A plastic tub is a large variety of plastic container. While they can be of similar shape and size to plastic jars or bottles, the “tub” designation is typically reserved for large plastic containers of comparatively thick construction.
Plastic jars and bottles are often used for shipping, short-term storage of materials or are disposed of after consumption in consumer applications. Plastic tubs more resemble plastic totes in terms of their form and function.
Plastic tubs are often used for shipping and distribution of larger quantities and longer-term storage of larger objects or collections of objects. Plastic bins and plastic storage containers are not in name distinct from each other or from plastic tubs; naming a medium to large-sized plastic container is often a matter of preference.
Order pickers on a warehouse floor may place orders in plastic bins, food distributors may ship their products in plastic tubs and medical laboratories may freeze materials in plastic containers. Each container is usually made from blow molded, high-density polyethylene (HDPE) or polyethylene teraphthalate (PET). They can be designed in an extensive variety of sizes, colors and shapes. Plastic tubs are usually designed with sealing lids or interlocking lids and tops for easy transportation.

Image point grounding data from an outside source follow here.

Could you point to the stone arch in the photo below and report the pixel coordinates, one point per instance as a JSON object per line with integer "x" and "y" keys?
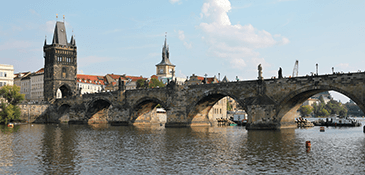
{"x": 197, "y": 112}
{"x": 144, "y": 111}
{"x": 289, "y": 105}
{"x": 97, "y": 110}
{"x": 65, "y": 90}
{"x": 63, "y": 112}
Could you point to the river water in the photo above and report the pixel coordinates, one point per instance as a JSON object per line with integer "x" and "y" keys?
{"x": 105, "y": 149}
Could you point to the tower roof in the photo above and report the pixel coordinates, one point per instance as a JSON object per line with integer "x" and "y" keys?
{"x": 59, "y": 35}
{"x": 165, "y": 55}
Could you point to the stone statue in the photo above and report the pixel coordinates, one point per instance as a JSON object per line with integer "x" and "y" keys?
{"x": 260, "y": 72}
{"x": 280, "y": 72}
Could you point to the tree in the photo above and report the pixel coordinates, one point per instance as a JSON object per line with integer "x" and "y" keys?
{"x": 156, "y": 83}
{"x": 10, "y": 98}
{"x": 229, "y": 106}
{"x": 305, "y": 110}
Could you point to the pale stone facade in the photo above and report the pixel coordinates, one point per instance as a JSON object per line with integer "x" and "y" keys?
{"x": 6, "y": 75}
{"x": 36, "y": 84}
{"x": 219, "y": 110}
{"x": 25, "y": 87}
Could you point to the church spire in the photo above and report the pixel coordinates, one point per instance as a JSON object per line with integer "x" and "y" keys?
{"x": 165, "y": 53}
{"x": 73, "y": 42}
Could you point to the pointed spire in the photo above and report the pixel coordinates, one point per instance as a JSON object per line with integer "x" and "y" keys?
{"x": 72, "y": 42}
{"x": 165, "y": 53}
{"x": 59, "y": 35}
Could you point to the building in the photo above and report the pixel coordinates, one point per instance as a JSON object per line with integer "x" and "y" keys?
{"x": 6, "y": 74}
{"x": 25, "y": 87}
{"x": 165, "y": 70}
{"x": 219, "y": 110}
{"x": 89, "y": 84}
{"x": 18, "y": 77}
{"x": 195, "y": 80}
{"x": 60, "y": 65}
{"x": 130, "y": 82}
{"x": 36, "y": 85}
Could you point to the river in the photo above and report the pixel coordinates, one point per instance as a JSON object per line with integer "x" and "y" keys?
{"x": 105, "y": 149}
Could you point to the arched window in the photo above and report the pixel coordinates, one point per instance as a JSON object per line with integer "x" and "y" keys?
{"x": 64, "y": 75}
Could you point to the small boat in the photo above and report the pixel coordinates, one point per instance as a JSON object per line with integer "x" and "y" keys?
{"x": 10, "y": 125}
{"x": 337, "y": 121}
{"x": 303, "y": 123}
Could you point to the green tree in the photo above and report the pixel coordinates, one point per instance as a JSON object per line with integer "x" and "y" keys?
{"x": 229, "y": 106}
{"x": 141, "y": 83}
{"x": 156, "y": 83}
{"x": 305, "y": 110}
{"x": 10, "y": 98}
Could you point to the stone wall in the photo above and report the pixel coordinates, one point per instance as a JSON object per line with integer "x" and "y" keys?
{"x": 31, "y": 112}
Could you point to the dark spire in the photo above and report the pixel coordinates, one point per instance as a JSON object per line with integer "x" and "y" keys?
{"x": 59, "y": 35}
{"x": 73, "y": 42}
{"x": 165, "y": 54}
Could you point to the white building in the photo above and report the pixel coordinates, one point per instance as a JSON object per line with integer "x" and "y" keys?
{"x": 6, "y": 75}
{"x": 36, "y": 84}
{"x": 90, "y": 83}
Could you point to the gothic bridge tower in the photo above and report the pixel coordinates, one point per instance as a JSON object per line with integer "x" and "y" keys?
{"x": 60, "y": 64}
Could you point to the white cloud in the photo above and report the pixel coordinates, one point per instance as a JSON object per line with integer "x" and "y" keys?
{"x": 175, "y": 1}
{"x": 182, "y": 38}
{"x": 16, "y": 45}
{"x": 34, "y": 12}
{"x": 236, "y": 43}
{"x": 50, "y": 25}
{"x": 343, "y": 65}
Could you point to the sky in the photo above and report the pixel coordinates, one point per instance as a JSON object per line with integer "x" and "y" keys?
{"x": 205, "y": 36}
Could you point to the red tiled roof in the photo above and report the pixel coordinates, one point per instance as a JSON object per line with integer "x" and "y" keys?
{"x": 135, "y": 78}
{"x": 154, "y": 76}
{"x": 209, "y": 79}
{"x": 41, "y": 70}
{"x": 95, "y": 79}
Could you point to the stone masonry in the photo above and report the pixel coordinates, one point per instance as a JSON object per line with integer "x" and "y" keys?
{"x": 270, "y": 103}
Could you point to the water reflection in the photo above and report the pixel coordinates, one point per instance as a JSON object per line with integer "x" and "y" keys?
{"x": 58, "y": 151}
{"x": 101, "y": 148}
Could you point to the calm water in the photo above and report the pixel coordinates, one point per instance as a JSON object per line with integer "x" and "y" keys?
{"x": 104, "y": 149}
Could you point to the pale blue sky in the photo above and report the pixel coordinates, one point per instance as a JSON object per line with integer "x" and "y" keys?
{"x": 205, "y": 37}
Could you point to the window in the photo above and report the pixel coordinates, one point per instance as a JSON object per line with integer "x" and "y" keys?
{"x": 64, "y": 75}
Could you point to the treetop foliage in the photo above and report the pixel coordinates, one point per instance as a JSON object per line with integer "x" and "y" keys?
{"x": 10, "y": 98}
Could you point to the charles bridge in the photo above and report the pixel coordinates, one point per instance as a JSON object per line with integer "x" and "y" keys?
{"x": 269, "y": 103}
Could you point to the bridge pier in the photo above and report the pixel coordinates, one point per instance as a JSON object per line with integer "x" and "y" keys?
{"x": 263, "y": 117}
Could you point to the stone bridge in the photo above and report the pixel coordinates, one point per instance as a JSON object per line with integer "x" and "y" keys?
{"x": 269, "y": 103}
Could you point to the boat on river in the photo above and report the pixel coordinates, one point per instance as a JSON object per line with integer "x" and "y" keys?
{"x": 337, "y": 121}
{"x": 303, "y": 122}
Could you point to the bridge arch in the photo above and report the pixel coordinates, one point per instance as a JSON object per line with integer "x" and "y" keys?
{"x": 290, "y": 104}
{"x": 63, "y": 91}
{"x": 63, "y": 112}
{"x": 97, "y": 110}
{"x": 144, "y": 111}
{"x": 197, "y": 112}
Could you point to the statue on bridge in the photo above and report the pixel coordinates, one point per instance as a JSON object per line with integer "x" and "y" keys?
{"x": 260, "y": 72}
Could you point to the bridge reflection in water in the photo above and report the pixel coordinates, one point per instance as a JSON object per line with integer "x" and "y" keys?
{"x": 269, "y": 103}
{"x": 101, "y": 148}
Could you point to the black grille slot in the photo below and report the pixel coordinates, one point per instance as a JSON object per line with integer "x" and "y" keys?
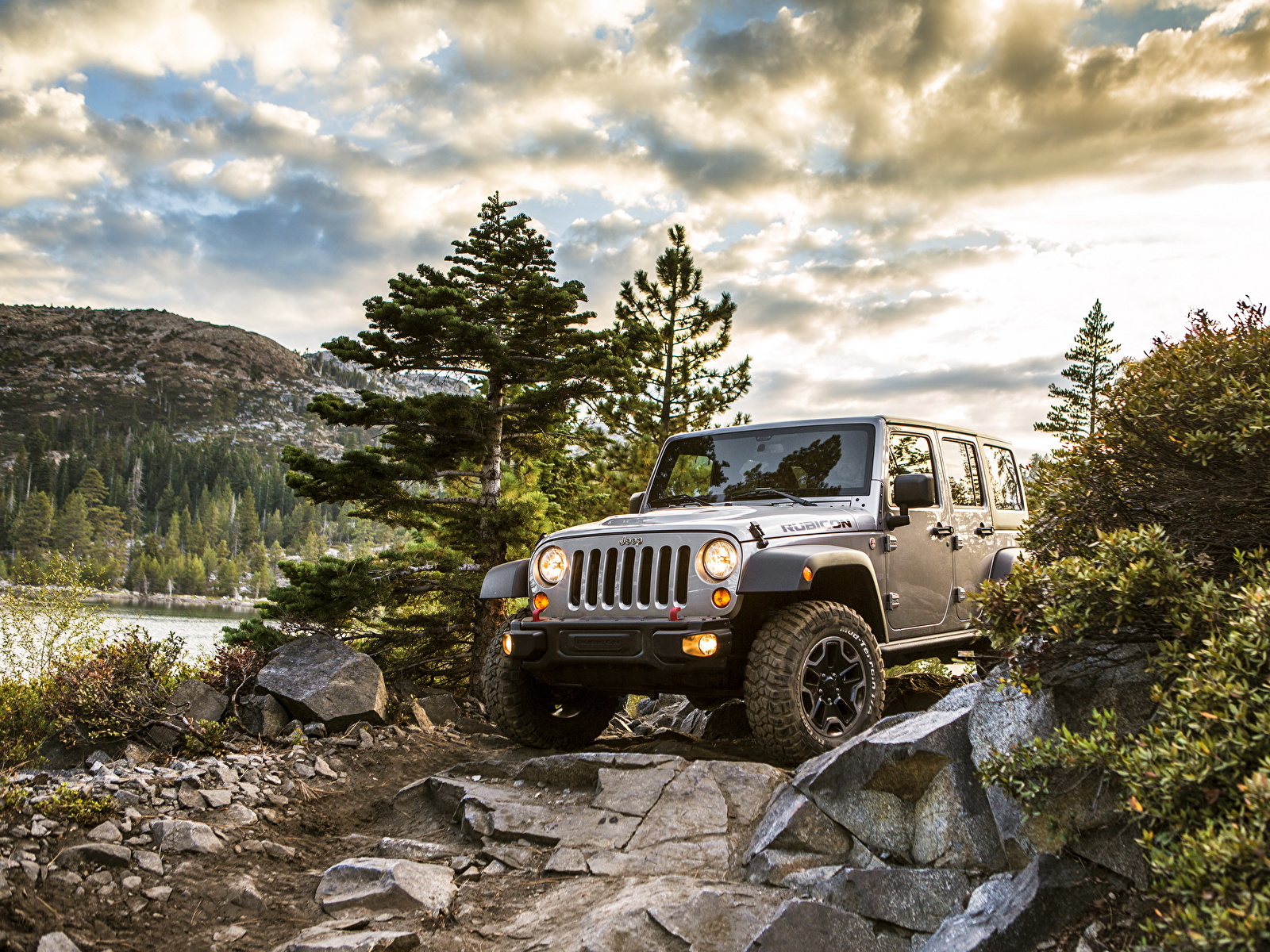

All blow molded plastics are processed in a similar way. In fact, all the way up to the last stage of blow molding, the process is nearly identical for every variety of plastic container. Every blow mold machine begins with a collection of raw plastic resin, which is called stock. The stock is placed in a hopper that directs the stock into a conveyance channel.
A large screw in the conveyance channel forces the stock toward the mold as it turns. As the stock approaches the mold, it is heated by heating elements in the conveyance channel which, combined with the pressure caused by the turning screw, causes the plastic to become liquefied. At this point, the divergences of molding process begin. While all molds operate by way of the same concept, they vary in their construction.
In the case of plastic tub blow molding, the liquefied plastic will enter a large cavity where it takes the shape of the mold. Compressed air is then forced into the cavity along with the plastic; this causes the plastic to be come hollow and resemble its final tub shape. The molten plastic then cools and hardens and is extracted from the mold. The product can then be cleared of imperfections (if necessary) and then shipped or sent for additional processing.